The uproar over the recent op-ed piece by former Goldman Sachs derivatives trader Greg Smith in The New York Times has drawn attention to the special challenges of dealing with current or former employees who believe that they are whistleblowers. I have written before about the unique risks presented by whistleblowers like WikiLeaks, anonymous bloggers who post confidential information over the Internet, and former employees like Bruce Gabbard, who accused Wal-Mart of spying on media and other critics. A situation, however, that I have not covered yet is the one where an employee gathers trade secrets or confidential information in support of claims that he or she may have against his or her employer, individually or as a part of a class action.
In these settings, an employer’s efforts to restrict dissemination may backfire in the form of bad publicity, a claim of retaliation, or reinforce the employee’s bona fides as a whistleblower in the eyes of the workforce, a court or the media following the dispute. Not surprisingly, there are federal and state statutes that protect employees from retaliation for opposing unlawful practices or participating in litigation over those unlawful practices.
A company should not underestimate the powerful tradition romanticizing whistleblowers in our history — think Ida Tarbell and Standard Oil, Upton Sinclair and the meat packing industry, Ralph Nader and the Chevrolet Corvair, and Daniel Ellsberg and the Pentagon Papers. Whistleblower cases, therefore, are by far the most difficult cases to manage because the company is invariably going to qualify as the villain in this narrative and efforts to set the record straight may be perceived as retaliatory smears. Alternatively, in some situations, communicating with the media may lead to the “Barbara Streisand Effect” — namely, drawing more attention to the situation and pouring kerosene on what was previously only a smoldering fire.
As we can see, this situation can turn into a real mess. To the extent that a current (or more likely former) employee is about to publicly divulge important trade secrets or confidential information, an injunction may be the only means of preventing disclosure of the information. In this litigation, an employee will likely invoke the First Amendment and the public interest (especially if the information in question implicates a matter of public debate or safety). Federal courts are particularly sensitive (arguably overly so) to these arguments, so you need to select your battle and forum wisely and be prepared to fend off these issues with a strong showing of trade secrecy.
Another common whistleblower situation may arise in existing litigation, where an employee is already in a full-blown dispute with his or her employer (frequently a discrimination case) and decides to copy, misappropriate or steal documents to support his or her claims. A frequent question is to what extent an employer can discipline or terminate the employee for violating its rules and what are the consequences within that litigation.

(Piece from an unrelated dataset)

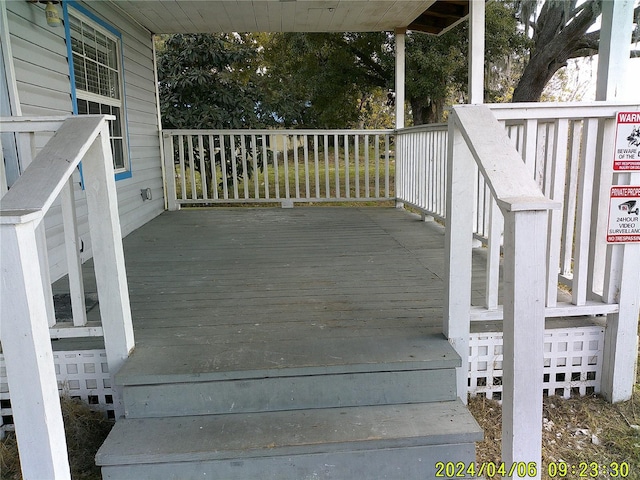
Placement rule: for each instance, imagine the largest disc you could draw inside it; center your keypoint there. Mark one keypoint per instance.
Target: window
(96, 75)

As one might suspect, there is no bright-line rule. Fortuntely, several federal courts have been reluctant to endorse this behavior and have looked at many factors to determine whether retaliation has in fact taken place. These courts have focused on the circumstances of the copying (did the employee rifle through a supervisor’s desk or was it left on a copier?), what the employee did with the documents (simply share it with his/her lawyer or give it to other employees or to the media?), the safeguards that the employer undertook (are there policies and agreements that prohibited the copying and disclosure?), the relevance of the information to the employee’s claims, and the interests of the employer (how sensitive is the information? Does it include trade secrets? How disruptive is its disclosure to the employer’s business?).
If there are genuine trade secrets and an employer has taken the right steps to protect them (clear policies, written agreements), the employer should be in a better position to defend any discipline or termination decision that follows the improper copying and use of that information. Of course, any legal analysis involving this many factors hardly provides the certainty most employers would like in these situations.
For those looking for more detail, please check out the excellent article written by Kevin O’Connor of Pecker & Abramson for the American Bar Association’s Litigation Section; it provides a good summary of the law in this area. Also, Seyfarth Shaw’s Trade Secrets Group is providing a webinar tomorrow on this topic for this interested in learning more (I hope to participate, schedule permitting).
What can an employer do? Tread carefully. If you are not in litigation yet but you feel your trade secrets are genuinely at risk, be prepared to preempt any disclosure and file first to frame the issue and prevent disclosure. If you are already in litigation, monitor the employee appropriately, ensure that your policies and agreements are in place, and be prepared to face a bruising battle if the employee decides to start gathering and using confidential documents against you.